Beauty’s widow ponders as her skin is seared

What would become of her

What good is born from mere ashes?

What good?

The echo becomes rhetoric to the winds, 

Away to the boulevards of Kanpur

As she absorbs the sizzling anger 

Embedded on her face, blazing fires

Not of hell 

But of scorching, searing injustice tattooed 

Upon her golden russet shoulders

Broken out of the shackles of chooriyan, washed of vows

  1. ii) POST-CREMATION PRELUDE

She peers back at the stranger of the mirror

Traversing down the lines of gauze with her finger

She wears the sweltering deserts, blazing sun

On the side of her cheek.

She runs down her skin and sees

The valleys of dawn 

She gazes and finds rivers of power

On her tongue, and she speaks

Past the drowning liquid flame

May she rise.

Like smoke and the fire

She will rise.

Past the unbounded inferno of injustice

Past Hatred’s smoldering chains.

Candlelit kerosene no longer an entity within a lantern

But a flame powerful and consuming

The fuels of Injustice’s ammunition

Prelude to a rising phoenix

She found herself in a sterile room, empty

Taking threads off bandages, unravelling.
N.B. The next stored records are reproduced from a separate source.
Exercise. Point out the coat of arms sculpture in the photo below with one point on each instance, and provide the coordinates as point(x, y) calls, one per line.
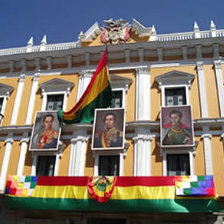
point(115, 32)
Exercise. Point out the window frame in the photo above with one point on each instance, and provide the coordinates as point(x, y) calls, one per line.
point(5, 98)
point(166, 152)
point(46, 94)
point(123, 105)
point(35, 156)
point(163, 93)
point(97, 154)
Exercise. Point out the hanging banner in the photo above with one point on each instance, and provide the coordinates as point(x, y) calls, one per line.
point(176, 127)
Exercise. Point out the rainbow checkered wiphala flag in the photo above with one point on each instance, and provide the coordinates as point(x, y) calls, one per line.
point(21, 185)
point(107, 194)
point(195, 185)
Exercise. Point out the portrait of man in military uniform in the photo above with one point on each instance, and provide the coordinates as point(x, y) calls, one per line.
point(46, 132)
point(177, 128)
point(108, 129)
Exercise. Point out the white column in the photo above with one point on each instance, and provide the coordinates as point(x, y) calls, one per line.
point(85, 77)
point(32, 98)
point(8, 147)
point(142, 152)
point(219, 81)
point(143, 85)
point(78, 153)
point(18, 99)
point(202, 90)
point(22, 156)
point(208, 153)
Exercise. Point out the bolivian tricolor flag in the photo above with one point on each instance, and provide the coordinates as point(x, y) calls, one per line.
point(97, 95)
point(121, 194)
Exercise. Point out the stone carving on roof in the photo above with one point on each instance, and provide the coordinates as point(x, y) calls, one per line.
point(115, 32)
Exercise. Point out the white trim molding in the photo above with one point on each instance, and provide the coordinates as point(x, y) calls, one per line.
point(55, 87)
point(84, 79)
point(202, 90)
point(5, 90)
point(143, 85)
point(175, 79)
point(219, 83)
point(17, 99)
point(97, 154)
point(142, 152)
point(35, 156)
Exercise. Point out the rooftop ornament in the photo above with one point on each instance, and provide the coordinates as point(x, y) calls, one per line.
point(115, 32)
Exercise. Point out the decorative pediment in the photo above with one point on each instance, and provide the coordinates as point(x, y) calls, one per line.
point(142, 31)
point(117, 32)
point(5, 90)
point(56, 85)
point(120, 82)
point(175, 78)
point(90, 34)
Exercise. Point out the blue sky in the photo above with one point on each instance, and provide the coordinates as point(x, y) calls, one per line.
point(62, 20)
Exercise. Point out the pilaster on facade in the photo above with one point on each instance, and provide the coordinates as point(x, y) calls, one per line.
point(207, 152)
point(85, 77)
point(220, 87)
point(69, 61)
point(32, 98)
point(87, 58)
point(222, 136)
point(127, 56)
point(49, 63)
point(184, 52)
point(160, 54)
point(202, 90)
point(17, 99)
point(78, 153)
point(142, 152)
point(5, 163)
point(24, 145)
point(141, 55)
point(11, 66)
point(216, 51)
point(23, 65)
point(143, 84)
point(198, 52)
point(37, 63)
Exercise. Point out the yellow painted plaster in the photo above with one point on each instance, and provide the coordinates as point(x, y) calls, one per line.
point(156, 93)
point(130, 96)
point(72, 96)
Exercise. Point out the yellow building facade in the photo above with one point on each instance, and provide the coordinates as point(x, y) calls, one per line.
point(147, 71)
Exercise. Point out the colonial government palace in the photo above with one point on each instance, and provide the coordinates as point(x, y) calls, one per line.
point(149, 73)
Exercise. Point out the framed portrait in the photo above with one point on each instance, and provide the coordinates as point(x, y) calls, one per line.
point(108, 129)
point(176, 127)
point(46, 132)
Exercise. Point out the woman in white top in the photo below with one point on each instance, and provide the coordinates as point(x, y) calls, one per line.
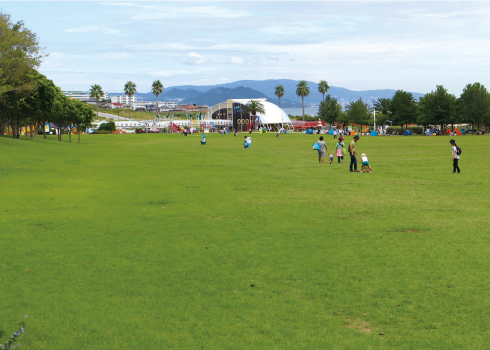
point(455, 156)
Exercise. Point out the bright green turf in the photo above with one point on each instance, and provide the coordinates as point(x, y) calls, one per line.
point(153, 242)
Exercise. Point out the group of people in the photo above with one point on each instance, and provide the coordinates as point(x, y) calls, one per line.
point(366, 167)
point(340, 153)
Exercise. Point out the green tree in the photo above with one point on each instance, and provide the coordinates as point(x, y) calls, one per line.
point(19, 54)
point(96, 92)
point(253, 107)
point(157, 89)
point(437, 108)
point(130, 90)
point(302, 90)
point(403, 108)
point(474, 104)
point(279, 92)
point(359, 112)
point(382, 105)
point(323, 88)
point(330, 110)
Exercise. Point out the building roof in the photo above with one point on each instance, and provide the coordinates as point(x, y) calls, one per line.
point(273, 114)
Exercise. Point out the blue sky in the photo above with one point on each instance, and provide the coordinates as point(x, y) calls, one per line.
point(360, 45)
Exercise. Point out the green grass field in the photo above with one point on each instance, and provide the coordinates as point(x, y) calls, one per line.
point(155, 242)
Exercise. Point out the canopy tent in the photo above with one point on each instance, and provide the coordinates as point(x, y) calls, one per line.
point(226, 110)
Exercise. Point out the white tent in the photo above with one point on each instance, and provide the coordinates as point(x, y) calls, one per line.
point(273, 114)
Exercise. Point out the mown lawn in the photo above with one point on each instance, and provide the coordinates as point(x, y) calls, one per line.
point(155, 242)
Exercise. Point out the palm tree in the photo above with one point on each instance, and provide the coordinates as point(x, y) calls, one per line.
point(279, 93)
point(96, 92)
point(302, 90)
point(323, 88)
point(157, 89)
point(253, 107)
point(130, 90)
point(383, 105)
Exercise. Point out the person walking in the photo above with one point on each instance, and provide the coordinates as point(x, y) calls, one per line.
point(340, 150)
point(353, 155)
point(321, 151)
point(455, 152)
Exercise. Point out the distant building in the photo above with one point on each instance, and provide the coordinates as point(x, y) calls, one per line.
point(167, 104)
point(83, 96)
point(124, 99)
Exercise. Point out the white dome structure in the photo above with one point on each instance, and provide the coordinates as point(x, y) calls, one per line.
point(232, 110)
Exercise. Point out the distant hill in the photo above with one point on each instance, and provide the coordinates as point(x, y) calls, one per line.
point(220, 94)
point(263, 89)
point(179, 93)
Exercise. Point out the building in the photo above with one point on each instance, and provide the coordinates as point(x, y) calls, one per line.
point(124, 99)
point(83, 96)
point(233, 110)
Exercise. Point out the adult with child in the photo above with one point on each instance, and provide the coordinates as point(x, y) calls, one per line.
point(353, 155)
point(340, 150)
point(321, 151)
point(455, 151)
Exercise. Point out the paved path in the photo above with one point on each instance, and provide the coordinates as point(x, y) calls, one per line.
point(112, 116)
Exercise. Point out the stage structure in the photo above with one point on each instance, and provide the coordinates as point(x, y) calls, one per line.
point(233, 111)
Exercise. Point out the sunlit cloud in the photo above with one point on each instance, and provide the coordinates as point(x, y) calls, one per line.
point(194, 59)
point(87, 29)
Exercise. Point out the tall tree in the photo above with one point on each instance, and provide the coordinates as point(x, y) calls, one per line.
point(403, 108)
point(279, 92)
point(302, 90)
point(323, 88)
point(253, 107)
point(157, 89)
point(130, 90)
point(359, 112)
point(19, 54)
point(437, 108)
point(474, 104)
point(96, 92)
point(330, 110)
point(382, 105)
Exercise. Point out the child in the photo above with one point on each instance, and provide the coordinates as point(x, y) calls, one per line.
point(455, 156)
point(365, 164)
point(340, 150)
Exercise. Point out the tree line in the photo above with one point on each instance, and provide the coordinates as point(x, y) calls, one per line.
point(28, 98)
point(435, 108)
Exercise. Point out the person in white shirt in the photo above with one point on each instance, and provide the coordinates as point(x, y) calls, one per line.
point(366, 168)
point(249, 141)
point(455, 156)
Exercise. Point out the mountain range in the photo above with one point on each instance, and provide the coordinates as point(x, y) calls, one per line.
point(248, 89)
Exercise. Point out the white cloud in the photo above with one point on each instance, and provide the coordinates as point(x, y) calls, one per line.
point(236, 60)
point(92, 29)
point(193, 58)
point(180, 11)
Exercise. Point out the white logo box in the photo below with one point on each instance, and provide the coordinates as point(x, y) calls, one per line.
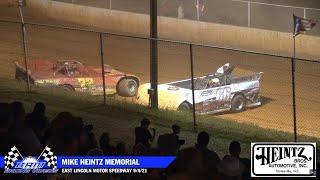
point(283, 159)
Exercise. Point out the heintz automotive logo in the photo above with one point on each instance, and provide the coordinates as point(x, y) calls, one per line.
point(283, 159)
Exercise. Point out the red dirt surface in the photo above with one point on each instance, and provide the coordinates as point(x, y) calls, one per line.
point(132, 55)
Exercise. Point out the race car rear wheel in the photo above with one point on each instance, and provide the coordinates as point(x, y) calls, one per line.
point(128, 87)
point(184, 107)
point(238, 103)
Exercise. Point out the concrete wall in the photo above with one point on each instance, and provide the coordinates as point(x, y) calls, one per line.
point(184, 30)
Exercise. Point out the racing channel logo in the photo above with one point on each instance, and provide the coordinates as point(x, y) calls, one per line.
point(283, 159)
point(15, 163)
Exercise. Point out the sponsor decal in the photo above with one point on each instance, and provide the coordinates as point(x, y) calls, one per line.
point(14, 162)
point(283, 159)
point(48, 81)
point(85, 82)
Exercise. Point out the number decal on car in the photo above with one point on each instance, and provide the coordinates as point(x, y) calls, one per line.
point(223, 93)
point(84, 82)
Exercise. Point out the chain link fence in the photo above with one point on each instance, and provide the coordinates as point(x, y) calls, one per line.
point(131, 55)
point(234, 12)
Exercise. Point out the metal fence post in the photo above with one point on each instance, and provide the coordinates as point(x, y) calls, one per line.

As she uncovers the flames on her skin, rattling.

Her story too shall burn on.

‘Acid Attack Victim’ meant

Resilience.

Resilience. Amid pain. Amid suffering.

Resilience. Towards the unknowable.

Liquid fire burnt away her skin

But the fire inside her remained, uncontrollable

As it burns and burns

And as it burns away the shadows of lament

The sink mirror shows — Her.

Peering. Focusing. 

Scars.

But only a scarred face,

Not a scarred heart.

She smiled back, a phoenix.

Rising from Transgression’s embers,

She burns — Glowing.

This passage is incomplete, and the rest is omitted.